Molenbeek : génération radicale

de Chergui Kharroubi et José-Luis Peñafuerte

Documentaire

Présenté au dernier Festival du Film Méditerranéen de Bruxelles

Stigmatisé comme « le berceau européen du Djihadisme » par la plupart des médias européens voire mondiaux. Les deux journalistes belges, Chergui Kharroubi et José-Luis Peñafuerte, partent en expédition dans le 1080, au lendemain des attentats de Paris, afin de sonder la nouvelle terreur. A travers un panel d’intervenants, allant de l’éducateur aux jeunes habitants du quartier, Molenbeek : génération radicale passe la frontière du canal pour survoler un territoire classé à risque, uniquement bon, pour certain, à la destruction.

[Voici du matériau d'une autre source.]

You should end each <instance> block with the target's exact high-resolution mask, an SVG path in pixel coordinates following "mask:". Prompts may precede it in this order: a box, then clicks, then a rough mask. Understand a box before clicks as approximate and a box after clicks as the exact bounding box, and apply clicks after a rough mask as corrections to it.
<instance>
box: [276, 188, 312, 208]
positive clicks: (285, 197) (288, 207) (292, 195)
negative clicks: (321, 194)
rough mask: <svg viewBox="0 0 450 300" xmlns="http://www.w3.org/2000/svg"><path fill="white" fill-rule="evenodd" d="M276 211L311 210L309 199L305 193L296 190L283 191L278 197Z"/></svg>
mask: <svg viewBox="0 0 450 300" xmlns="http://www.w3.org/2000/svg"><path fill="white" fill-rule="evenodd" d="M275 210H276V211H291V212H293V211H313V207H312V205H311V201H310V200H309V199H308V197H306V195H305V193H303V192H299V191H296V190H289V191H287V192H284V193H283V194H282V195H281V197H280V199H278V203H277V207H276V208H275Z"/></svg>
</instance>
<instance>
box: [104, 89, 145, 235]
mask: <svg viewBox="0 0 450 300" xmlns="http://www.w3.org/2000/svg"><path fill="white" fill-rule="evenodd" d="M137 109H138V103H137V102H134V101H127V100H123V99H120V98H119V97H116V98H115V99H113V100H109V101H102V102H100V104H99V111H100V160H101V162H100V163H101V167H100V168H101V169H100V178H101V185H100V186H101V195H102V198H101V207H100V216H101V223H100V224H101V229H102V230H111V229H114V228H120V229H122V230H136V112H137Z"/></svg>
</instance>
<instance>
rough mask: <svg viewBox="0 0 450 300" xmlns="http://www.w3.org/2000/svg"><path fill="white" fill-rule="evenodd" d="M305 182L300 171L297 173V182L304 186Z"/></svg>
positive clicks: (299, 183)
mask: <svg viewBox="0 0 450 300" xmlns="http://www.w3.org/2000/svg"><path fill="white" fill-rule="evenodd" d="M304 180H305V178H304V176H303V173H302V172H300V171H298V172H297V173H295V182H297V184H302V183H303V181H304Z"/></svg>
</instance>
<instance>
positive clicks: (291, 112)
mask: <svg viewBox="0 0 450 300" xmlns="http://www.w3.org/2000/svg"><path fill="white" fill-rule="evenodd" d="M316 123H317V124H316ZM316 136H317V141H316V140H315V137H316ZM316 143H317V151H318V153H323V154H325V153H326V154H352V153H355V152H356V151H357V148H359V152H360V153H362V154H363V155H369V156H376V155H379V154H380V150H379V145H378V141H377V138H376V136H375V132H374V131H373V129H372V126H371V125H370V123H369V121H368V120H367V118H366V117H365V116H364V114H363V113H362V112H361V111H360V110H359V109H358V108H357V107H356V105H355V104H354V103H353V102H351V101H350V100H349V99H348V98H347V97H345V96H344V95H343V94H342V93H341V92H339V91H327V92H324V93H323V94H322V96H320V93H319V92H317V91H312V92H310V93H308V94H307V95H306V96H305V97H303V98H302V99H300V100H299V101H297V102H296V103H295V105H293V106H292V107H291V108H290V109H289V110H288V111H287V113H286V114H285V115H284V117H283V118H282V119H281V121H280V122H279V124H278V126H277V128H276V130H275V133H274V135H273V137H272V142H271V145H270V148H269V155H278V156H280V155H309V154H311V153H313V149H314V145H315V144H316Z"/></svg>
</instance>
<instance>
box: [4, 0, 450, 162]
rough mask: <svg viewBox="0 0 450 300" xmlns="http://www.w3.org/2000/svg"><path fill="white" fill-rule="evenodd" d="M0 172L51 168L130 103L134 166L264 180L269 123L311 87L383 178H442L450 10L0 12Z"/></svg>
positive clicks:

Comme en terrain hostile, nos deux réalisateurs sont guidés, « par nécessité », par une sorte de passeur incarné par Fouad, un éducateur de l’association Avicenne. L’engagement et la détermination de Fouad sont touchants, mais sa présence à l’écran, peut-être, au prorata de la parole des jeunes abordés, un peu trop présente. On aurait aimé un peu plus « d’aventure », ou du moins d’investigation dans le quartier, car finalement, de cette génération dite radicale (18-35), on ne voit que le porte-parole de la partie angélique de la conscience. Du haut de leurs 15 ans, les trois petits rappeurs apprentis sont bien là pour nous apporter une vision de leur point de vue mais le discours, encadré, est capturé trop rapidement. Sous le regard bienfaiteur, mais catalyseur de l’éducateur, les langues ont du mal à se délier. Comme si ces jeunes cherchaient la bonne réponse, leurs paroles semblent demeurer dans le factice et le discours rapporté. De la même manière, lors d’une réunion informative, c’est là encore le caractère didactique que l’on retrouve au dépend du dialogue.

Même si on le dit et le redit, les mosquées ne sont pas le centre névralgique du problème, elles sont évidemment, au dépend de leur volonté, liées à ce fléau de l’endoctrinement dénué pourtant de toute connexion à une quelconque religion. Cela dit, nous ne passerons le seuil d’aucune d’entre elles et n’écouterons les dires d’aucun de ses acteurs, dans un quartier qui en compte pourtant plusieurs centaines.

La mixité sociale, comme le dit un local, a tout simplement disparu au profit de préjugés qui s’enracinent depuis plus de deux décennies. Avec pour seule arme de défense – devant cette forme de ghettoïsation et un gouvernement qui depuis la première vague d’immigration n’a que très peu d’intérêt pour la problématique – leur motivation et l’entraide communautaire. C’est déjà là une première belle leçon de vie. Neuf mois d’investigation, c’est court pour un sujet dont tant de stigmates nécessitent d’être brisés, mais assez pour accoucher de l’émergence d’une conscience qu’il nous faudra entretenir et développer, au risque de voir se répéter, quelques-uns des plus dramatiques épisodes de notre Histoire.